Fish was born Jocelyn Barbara Green, the daughter of Edna and John Green, at Whangārei on 29 September 1930.[1] She was educated at Whangarei High School and Hamilton High School, and went on to study at Auckland University College, graduating Bachelor of Arts in 1952.[1] [2] [3] She trained as a secondary school teacher, and taught at Fairfield College until her marriage to Robert John Malthus Fish, a farmer, in 1959.[1] [2] The couple had three children.[1]
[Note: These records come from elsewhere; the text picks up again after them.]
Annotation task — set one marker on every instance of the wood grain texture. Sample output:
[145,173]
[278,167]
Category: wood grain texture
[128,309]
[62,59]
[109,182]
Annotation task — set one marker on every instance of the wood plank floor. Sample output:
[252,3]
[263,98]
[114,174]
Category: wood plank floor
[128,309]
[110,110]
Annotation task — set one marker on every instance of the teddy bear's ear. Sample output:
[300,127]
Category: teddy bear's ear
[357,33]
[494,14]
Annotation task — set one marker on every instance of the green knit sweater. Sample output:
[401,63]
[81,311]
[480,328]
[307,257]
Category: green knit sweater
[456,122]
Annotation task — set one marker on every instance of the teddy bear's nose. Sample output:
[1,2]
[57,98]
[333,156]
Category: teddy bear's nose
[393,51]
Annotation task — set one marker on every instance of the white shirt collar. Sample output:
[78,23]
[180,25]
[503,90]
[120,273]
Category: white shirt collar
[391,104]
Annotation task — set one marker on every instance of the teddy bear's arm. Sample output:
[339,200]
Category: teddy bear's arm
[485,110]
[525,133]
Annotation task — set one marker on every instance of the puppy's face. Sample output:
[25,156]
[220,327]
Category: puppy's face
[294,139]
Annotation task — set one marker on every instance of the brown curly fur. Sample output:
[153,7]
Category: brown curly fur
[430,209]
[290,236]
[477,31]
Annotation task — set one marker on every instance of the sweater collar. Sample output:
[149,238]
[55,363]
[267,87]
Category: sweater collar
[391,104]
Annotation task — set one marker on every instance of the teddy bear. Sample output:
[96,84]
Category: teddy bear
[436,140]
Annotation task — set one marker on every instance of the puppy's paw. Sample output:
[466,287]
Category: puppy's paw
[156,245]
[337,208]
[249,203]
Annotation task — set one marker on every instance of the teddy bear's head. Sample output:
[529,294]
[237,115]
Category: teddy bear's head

In 1980, Jocelyn Fish was elected as a Piako County councillor, the first woman in that role, and served until 1989.[2] She was national president of the National Council of Women from 1986 to 1990, and served as a member of the Film and Literature Board of Review between 1981 and 1984.[2] She was a member of the New Zealand national commission of UNESCO between 1989 and 1995, and was one of a group of women who lobbied for 1993 to be recognised as Women's Suffrage Year in New Zealand.[2]
Fish died in Hamilton on 19 September 2021, aged 90.[4] [5]
In 1990, Fish received the New Zealand 1990 Commemoration Medal.[1] The following year, in the 1991 Queen's Birthday Honours, she was appointed a Commander of the Order of the British Empire, for services to the community, and in 1993 she was awarded the New Zealand Suffrage Centennial Medal.[6] In the 2001 New Year Honours, Fish was appointed a Distinguished Companion of the New Zealand Order of Merit, for services to women and the community,[7] and in 2009, following the restoration of titular honours by the New Zealand government, she accepted redesignation as a Dame Companion of the New Zealand Order of Merit.[8]